Skull crushers 3x8-12

Maybe throw in a dropset somewhere and you'll be sorted. If you prefer what you're doing now, then ignore me and just carry on lol


----------



## mattske (Oct 2, 2012)

robdobbie said:


> I'd do a 4 day body split; chest/tris, back/bis, rest, delts/traps, legs.
> 
> When on cycle protein sysnthesis goes from 2-3 days (when natty) to 4-5, meaning your muscles will still be growing well after your workout so you only need to train them once a week, upper/lower is more suited towards a natty imo.
> 
> ...


Thanks mate. No i definitely appreciate the input, everyone has their ideas and opinions, and I like to try them all out and see what works and what doesn't.

This new one isn't doing the greatest for me, I definitely had the best gains from the S-B-R, S-P-D routine... nothing but big heavy compound exercises. Might have also had something to do with the 800mg test a week and 60mg dbol a day LoL...


----------



## mattske (Oct 2, 2012)

So, I'm back in the game.

Just had 2ml Fuerza Test Prop & 1ml Viper Labs Tren Ace, gonna be pumping that EOD for the next 8 weeks then it's REALLY time to get off and recover.

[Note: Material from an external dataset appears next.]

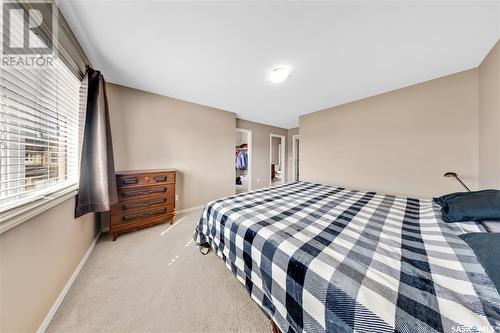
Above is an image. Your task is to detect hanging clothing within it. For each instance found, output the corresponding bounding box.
[236,150,248,170]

I only hope my dick works in the three weeks before my Mrs. arrives after not seeing her for months and months!


----------



## mattske (Oct 2, 2012)

The beginning of the end... Or is it, the end of the beginning?


----------



## mattske (Oct 2, 2012)

I also guess now that I've started this back up again, I should pay more close attention to my stats.

Tomorrow morning I will take weight and a few pictures, and will work out my 1RM's on the big movements over the weekend sessions.

The fact that I'm extending this means I'm going to make it count, and reporting back here keeps me accountable!


----------



## mattske (Oct 2, 2012)

Morning all! Happy Sunday.

So I've woken up relatively fresh this morning, and decided to weigh in - *84.4KG*

A little lower than what I would like, however given that I've been 'off' for three weeks, and I've been sick and not training / eating very well, it was to be expected. Also, going from ~800 Test and a shed load of dbol, onto Test&Tren, I'm going to expect to lean out a bit.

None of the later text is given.